Monkey in the middle – what is Congress playing at?

Leah Stasieluk/Iowa State Daily

“I have already intimated to you the danger of parties in the State, with particular reference to the founding of them on geographical discriminations. Let me now take a more comprehensive view, and warn you in the most solemn manner against the baneful effects of the spirit of party generally.” —George Washington.George Washington, the first president of the United States, warned that partisanism would lead to great division of the country. What is best for the American people as a whole should be the main concern of the government, not its own goals of gaining more power.  

Ian Timberlake

“Friends and Fellow Citizens:” began President George Washington in his Farewell Address to the American people, continuing in regards to political party:

“I have already intimated to you the danger of parties in the State, with particular reference to the founding of them on geographical discriminations. Let me now take a more comprehensive view, and warn you in the most solemn manner against the baneful effects of the spirit of party generally.

This spirit, unfortunately, is inseparable from our nature, having its root in the strongest passions of the human mind. It exists under different shapes in all governments, more or less stifled, controlled, or repressed; but, in those of the popular form, it is seen in its greatest rankness, and is truly their worst enemy.

The alternate domination of one faction over another, sharpened by the spirit of revenge, natural to party dissension, which in different ages and countries has perpetrated the most horrid enormities, is itself a frightful tyranny. But this leads at length to a more formal and permanent tyranny. The disorders and miseries which result gradually incline the minds of men to seek security and repose in the absolute power of an individual; and sooner or later the chief of some prevailing faction, more able or more fortunate than his competitors, turns this disposition to the purposes of his own elevation, on the ruins of public liberty.”

Michele Bachmann, “queen of the Tea Party,” — the Tea Party being the spearhead of the House Republican’s government shutdown — said: “I don’t get upset about brinksmanship, that’s what negotiation is … And in negotiation, you usually don’t get anywhere until the final five minutes, and then everybody realizes OK, we’re going to have to break and actually make this thing happen. That’s how negotiation works.”

Democrat Sen. Elizabeth Warren recently was quoted as having said, “Hostage tactics are the last resort for those who can’t otherwise win their fights.”

That’s the spirit.

As Warren puts it, the “[Affordable Care Act] is the law of the land.” The bill was passed by Congress and signed by the president four years ago and was a major tenet to Obama’s reelection. Over a year ago, the Supreme Court upheld the constitutionality with the exception that states cannot be forced to take part in the expansion of Obamacare — and this is coming from what most consider to be a right-leaning court.

Or for you Jon Stewart fans: “This bill is now a law vetted by the very system all these Republicans profess to love but to hear the Republicans tell it, the whole thing could be avoided if President Obama would just meet them halfway.”

The Republican Party is demanding compromise, negotiate, compromise — for something that has already been approved due process!

Twenty-six Republican-dominated states are not participating in the Obamacare expansion the Supreme Court exempted — most of which are home to a non-marginally large portion of the nation’s most poor and uninsured citizens.

Harvard researchers have shown that 62 percent of all personal bankruptcies filed in 2007 were due to medical problems. At least 78 percent of those who filed had health insurance at the start of their treatment and 60.3 percent were privately covered. Medical-related bankruptcies have been inclining for decades. Most of these people were college graduates and owned their own homes.

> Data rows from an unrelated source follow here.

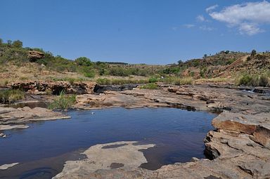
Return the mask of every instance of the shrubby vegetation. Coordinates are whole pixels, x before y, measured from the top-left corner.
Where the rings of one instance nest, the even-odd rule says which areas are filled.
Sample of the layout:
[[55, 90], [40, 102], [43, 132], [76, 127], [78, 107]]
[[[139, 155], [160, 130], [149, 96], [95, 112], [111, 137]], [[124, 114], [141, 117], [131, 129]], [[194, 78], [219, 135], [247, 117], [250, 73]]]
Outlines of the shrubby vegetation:
[[[32, 60], [27, 58], [30, 51], [36, 51], [44, 54], [41, 59], [34, 59]], [[248, 60], [244, 64], [250, 65], [250, 69], [255, 69], [255, 72], [247, 72], [251, 74], [258, 74], [265, 72], [269, 70], [267, 67], [269, 65], [270, 53], [269, 52], [257, 53], [253, 50], [251, 53], [233, 52], [230, 51], [222, 51], [214, 55], [205, 54], [202, 58], [192, 59], [187, 61], [179, 60], [177, 64], [170, 64], [167, 65], [147, 65], [145, 64], [130, 65], [124, 62], [93, 62], [86, 57], [79, 57], [75, 60], [68, 60], [60, 55], [53, 55], [49, 51], [45, 51], [41, 48], [31, 48], [23, 47], [22, 42], [8, 40], [6, 43], [3, 42], [0, 39], [0, 65], [4, 66], [5, 64], [11, 64], [18, 67], [23, 67], [25, 63], [30, 62], [40, 65], [40, 74], [43, 69], [49, 72], [76, 72], [82, 76], [84, 80], [98, 78], [96, 81], [101, 84], [146, 84], [164, 82], [176, 85], [192, 84], [193, 79], [212, 79], [218, 77], [218, 74], [226, 68], [232, 68], [233, 65], [230, 65], [237, 59], [250, 55]], [[0, 72], [5, 72], [6, 69], [1, 68]], [[263, 69], [261, 70], [261, 69]], [[8, 71], [8, 70], [7, 70]], [[243, 71], [243, 70], [242, 70]], [[70, 73], [70, 74], [72, 73]], [[259, 74], [258, 74], [259, 75]], [[258, 76], [257, 75], [257, 76]], [[34, 77], [39, 75], [35, 74]], [[115, 78], [109, 79], [106, 76], [114, 77], [129, 77], [127, 79]], [[132, 79], [133, 76], [144, 77], [144, 79]], [[164, 78], [161, 78], [164, 77]], [[25, 79], [25, 77], [20, 77], [20, 79]], [[63, 78], [63, 77], [62, 77]], [[255, 77], [252, 77], [252, 79]], [[250, 79], [249, 77], [243, 77], [240, 84], [247, 85], [259, 85], [265, 81], [264, 76], [259, 75], [256, 79]], [[141, 79], [141, 78], [138, 78]], [[78, 81], [77, 79], [63, 79], [71, 84]], [[56, 79], [57, 80], [57, 79]], [[80, 79], [81, 80], [81, 79]], [[93, 79], [91, 79], [93, 80]], [[259, 84], [255, 82], [261, 81]], [[2, 82], [3, 84], [4, 82]], [[257, 84], [258, 84], [257, 83]]]
[[25, 98], [25, 94], [20, 90], [0, 90], [0, 102], [11, 103]]
[[65, 110], [72, 107], [76, 103], [76, 95], [67, 95], [63, 91], [60, 93], [53, 102], [48, 105], [50, 110]]
[[267, 74], [248, 74], [241, 75], [236, 80], [236, 85], [252, 86], [270, 86], [270, 78]]

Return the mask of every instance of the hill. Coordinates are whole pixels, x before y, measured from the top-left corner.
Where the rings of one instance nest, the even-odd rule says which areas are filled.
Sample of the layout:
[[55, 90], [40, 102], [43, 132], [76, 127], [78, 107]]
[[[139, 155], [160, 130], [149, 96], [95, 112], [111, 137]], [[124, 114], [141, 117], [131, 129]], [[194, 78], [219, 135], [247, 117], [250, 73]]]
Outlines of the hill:
[[[22, 42], [19, 40], [4, 43], [0, 39], [0, 84], [2, 85], [25, 79], [95, 80], [105, 84], [123, 84], [148, 81], [164, 82], [165, 80], [162, 80], [164, 77], [191, 78], [196, 81], [210, 81], [212, 79], [236, 81], [247, 76], [253, 81], [263, 77], [269, 81], [270, 77], [269, 52], [224, 51], [212, 55], [205, 55], [199, 59], [179, 60], [178, 64], [169, 65], [133, 65], [92, 62], [86, 57], [71, 60], [53, 55], [43, 49], [23, 47]], [[112, 81], [113, 79], [124, 81]], [[175, 80], [167, 81], [171, 83]], [[253, 82], [250, 84], [256, 85]], [[269, 82], [264, 86], [268, 85]]]

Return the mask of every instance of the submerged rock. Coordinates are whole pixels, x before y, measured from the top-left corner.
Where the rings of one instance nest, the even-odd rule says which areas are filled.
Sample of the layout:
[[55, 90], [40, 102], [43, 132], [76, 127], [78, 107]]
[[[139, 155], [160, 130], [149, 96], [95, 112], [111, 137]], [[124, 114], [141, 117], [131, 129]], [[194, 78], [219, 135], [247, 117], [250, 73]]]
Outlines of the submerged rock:
[[[135, 177], [137, 174], [133, 173], [132, 171], [141, 164], [147, 162], [143, 154], [139, 150], [155, 146], [152, 144], [134, 145], [135, 143], [136, 142], [117, 142], [92, 146], [83, 153], [86, 155], [86, 159], [67, 161], [63, 171], [53, 178], [89, 178], [95, 175], [98, 175], [98, 173], [102, 175], [107, 172], [106, 170], [112, 168], [130, 171], [127, 173]], [[94, 173], [96, 173], [92, 175]], [[125, 175], [122, 172], [118, 172], [118, 174]], [[112, 178], [116, 178], [115, 177], [120, 175]]]
[[13, 164], [10, 164], [1, 165], [1, 166], [0, 166], [0, 170], [6, 170], [10, 167], [13, 167], [15, 165], [18, 165], [18, 164], [19, 163], [13, 163]]

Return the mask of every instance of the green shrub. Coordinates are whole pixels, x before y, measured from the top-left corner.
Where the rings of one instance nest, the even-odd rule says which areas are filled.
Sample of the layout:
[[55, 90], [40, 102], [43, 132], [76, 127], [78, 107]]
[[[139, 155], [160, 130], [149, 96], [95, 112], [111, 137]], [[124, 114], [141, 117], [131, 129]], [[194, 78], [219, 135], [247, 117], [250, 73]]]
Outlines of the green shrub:
[[0, 102], [13, 102], [25, 98], [25, 94], [20, 90], [1, 90]]
[[88, 78], [94, 78], [95, 77], [95, 72], [89, 71], [84, 73], [84, 77]]
[[149, 79], [149, 83], [155, 83], [158, 82], [158, 79], [155, 77], [151, 77]]
[[236, 85], [246, 85], [253, 86], [269, 86], [270, 80], [266, 74], [250, 75], [243, 74], [236, 80]]
[[101, 85], [110, 84], [111, 83], [110, 80], [108, 79], [98, 79], [96, 82]]
[[48, 105], [50, 110], [65, 110], [70, 108], [74, 104], [76, 103], [76, 95], [67, 95], [65, 92], [62, 91], [60, 95], [57, 97], [53, 102]]
[[193, 84], [194, 80], [192, 78], [167, 77], [161, 80], [162, 82], [167, 84], [185, 85]]
[[158, 86], [156, 84], [151, 83], [151, 84], [148, 84], [143, 86], [140, 86], [139, 87], [141, 89], [158, 89]]
[[240, 77], [238, 82], [238, 85], [250, 85], [252, 77], [249, 74], [244, 74]]

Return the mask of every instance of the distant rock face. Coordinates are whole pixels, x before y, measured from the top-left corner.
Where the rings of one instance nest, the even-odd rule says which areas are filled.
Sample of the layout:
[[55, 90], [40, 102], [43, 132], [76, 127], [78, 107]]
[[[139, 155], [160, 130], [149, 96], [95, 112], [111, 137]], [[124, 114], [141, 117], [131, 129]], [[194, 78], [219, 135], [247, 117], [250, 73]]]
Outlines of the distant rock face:
[[124, 84], [124, 85], [96, 85], [94, 91], [95, 93], [103, 93], [105, 91], [123, 91], [125, 90], [132, 90], [136, 88], [136, 84]]
[[32, 61], [35, 61], [39, 59], [44, 58], [44, 53], [39, 51], [30, 51], [28, 52], [27, 58]]
[[21, 89], [32, 94], [46, 94], [48, 91], [51, 91], [53, 95], [58, 95], [62, 91], [68, 94], [93, 93], [96, 85], [96, 84], [94, 82], [70, 84], [64, 81], [22, 81], [9, 84], [13, 89]]

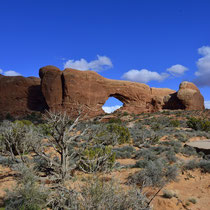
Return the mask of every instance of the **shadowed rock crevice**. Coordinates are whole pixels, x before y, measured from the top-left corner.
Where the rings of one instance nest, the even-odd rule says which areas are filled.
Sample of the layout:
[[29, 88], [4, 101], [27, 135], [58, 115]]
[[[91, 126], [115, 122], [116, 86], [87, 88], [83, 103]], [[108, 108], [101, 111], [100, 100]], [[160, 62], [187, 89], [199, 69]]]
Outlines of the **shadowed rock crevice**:
[[49, 107], [41, 91], [41, 85], [32, 85], [28, 88], [27, 106], [31, 111], [44, 112]]

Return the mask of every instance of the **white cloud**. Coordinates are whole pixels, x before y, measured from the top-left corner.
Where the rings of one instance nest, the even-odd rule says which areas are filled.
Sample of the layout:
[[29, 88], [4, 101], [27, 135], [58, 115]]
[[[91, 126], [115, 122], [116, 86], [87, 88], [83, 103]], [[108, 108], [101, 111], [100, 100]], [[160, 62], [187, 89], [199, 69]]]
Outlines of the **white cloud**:
[[204, 101], [204, 105], [206, 109], [210, 109], [210, 101]]
[[183, 65], [176, 64], [168, 68], [167, 71], [173, 76], [179, 77], [182, 76], [185, 73], [185, 71], [188, 71], [188, 68]]
[[158, 72], [149, 71], [147, 69], [141, 69], [141, 70], [132, 69], [123, 74], [122, 78], [133, 82], [147, 83], [150, 81], [160, 82], [166, 79], [168, 76], [169, 75], [167, 73], [159, 74]]
[[199, 48], [198, 53], [203, 57], [196, 63], [198, 71], [195, 72], [197, 78], [194, 82], [198, 86], [210, 86], [210, 46]]
[[5, 76], [20, 76], [21, 74], [20, 73], [18, 73], [18, 72], [16, 72], [16, 71], [5, 71], [4, 72], [4, 75]]
[[120, 107], [122, 107], [122, 106], [120, 106], [120, 105], [115, 105], [115, 106], [102, 106], [102, 109], [106, 113], [112, 113], [115, 110], [119, 109]]
[[64, 68], [73, 68], [78, 70], [94, 70], [102, 71], [104, 69], [112, 68], [113, 64], [110, 58], [107, 56], [97, 55], [97, 59], [87, 62], [84, 58], [80, 60], [68, 60], [64, 63]]

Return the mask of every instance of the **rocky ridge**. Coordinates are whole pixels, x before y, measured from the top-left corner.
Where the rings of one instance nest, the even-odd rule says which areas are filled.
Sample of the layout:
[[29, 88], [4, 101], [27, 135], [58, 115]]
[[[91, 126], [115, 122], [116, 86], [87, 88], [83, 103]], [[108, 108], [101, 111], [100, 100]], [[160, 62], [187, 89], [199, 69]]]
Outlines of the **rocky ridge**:
[[106, 79], [94, 71], [55, 66], [39, 70], [39, 78], [0, 75], [0, 114], [14, 116], [32, 111], [79, 110], [89, 117], [103, 114], [102, 106], [109, 97], [123, 103], [119, 109], [128, 113], [150, 113], [163, 109], [203, 110], [204, 98], [190, 82], [182, 82], [176, 92], [168, 88], [150, 88], [146, 84]]

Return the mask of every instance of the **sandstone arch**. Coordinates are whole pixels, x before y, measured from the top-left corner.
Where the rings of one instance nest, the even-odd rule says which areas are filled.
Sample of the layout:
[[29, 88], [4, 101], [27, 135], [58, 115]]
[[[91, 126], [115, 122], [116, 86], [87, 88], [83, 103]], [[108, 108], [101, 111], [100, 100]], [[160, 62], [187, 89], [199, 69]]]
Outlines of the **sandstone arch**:
[[77, 115], [82, 106], [89, 117], [93, 117], [104, 113], [102, 106], [110, 96], [122, 101], [120, 111], [135, 114], [162, 109], [204, 109], [203, 96], [190, 82], [182, 82], [176, 92], [136, 82], [106, 79], [94, 71], [61, 71], [55, 66], [42, 67], [39, 75], [41, 80], [0, 75], [0, 114], [21, 115], [48, 108]]

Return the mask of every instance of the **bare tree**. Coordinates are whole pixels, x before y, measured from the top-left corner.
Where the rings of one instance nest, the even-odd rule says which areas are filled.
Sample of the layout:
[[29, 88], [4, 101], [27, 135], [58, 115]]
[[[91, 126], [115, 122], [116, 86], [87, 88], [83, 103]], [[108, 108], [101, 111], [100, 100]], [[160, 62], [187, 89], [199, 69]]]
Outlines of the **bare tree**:
[[[56, 179], [66, 180], [79, 162], [79, 148], [70, 153], [69, 147], [87, 131], [84, 129], [82, 133], [76, 133], [74, 130], [79, 123], [80, 116], [72, 121], [65, 112], [47, 112], [45, 120], [49, 132], [48, 140], [42, 141], [39, 145], [33, 145], [34, 152], [47, 162]], [[46, 146], [48, 149], [53, 148], [53, 152], [48, 153]], [[72, 160], [77, 161], [71, 165]]]

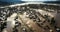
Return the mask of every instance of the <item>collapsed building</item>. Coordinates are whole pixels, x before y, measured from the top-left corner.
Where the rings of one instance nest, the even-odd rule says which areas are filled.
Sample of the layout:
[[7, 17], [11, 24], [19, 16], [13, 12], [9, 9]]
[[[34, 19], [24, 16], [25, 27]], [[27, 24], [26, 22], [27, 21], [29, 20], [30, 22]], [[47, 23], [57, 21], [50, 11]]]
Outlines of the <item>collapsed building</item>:
[[60, 6], [53, 4], [12, 6], [0, 8], [0, 32], [57, 32], [60, 30]]

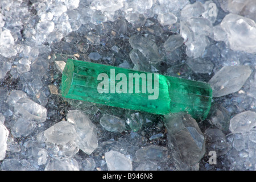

From all these facts combined, that’s a majority of America in need of better health coverage.

In the mean time, nearly three million government employees, including military servicemen, will still receive pay, though it might be delayed. And 800,000 other government employees have yet to know if they will be reimbursed due to the government shutdown. Not to mention the fact that hundreds of cancer patients are being turned away from the National Institute of Health, most of whom are undergoing experimental treatment because no other treatment was effective.

The Republican shutdown is on the verge of tanking our economy and ruining lives all because Republicans are afraid the Affordable Care Act will cause abortions and lead to Socialism — though some believe we already are Socialist. Contrary to popular belief, we’re one of the most right wing countries in the world, even under Democrat control.

Nearly all first world nations have long since implemented a successful universal health care system, Canada being a fine example — all of you “I’m moving to Canada” people after Obama was elected. As Michele Bachmann puts it, how will the Affordable Care Act “literally kill Americans”?

Washington must be rolling in his grave right now at the state of our government partisanship.

While both parties are to blame for partisanship, it can be safely stated from Republicans and Democrats alike that the Republican Party has really hit the bottom of their oil barrel and is solely responsible for a meaningless government shutdown that is quickly nosediving any level of respect our country had.

The people, and thus the government, have spoken: The writing of American law has taken place, and the country has again moved toward the happiness and liberty it always seeks.

Congress is playing monkey-in-the-middle with its citizens, and as President Washington put it, “the common and continual mischiefs of the spirit of party are sufficient to make it the interest and duty of a wise people to discourage and restrain it.”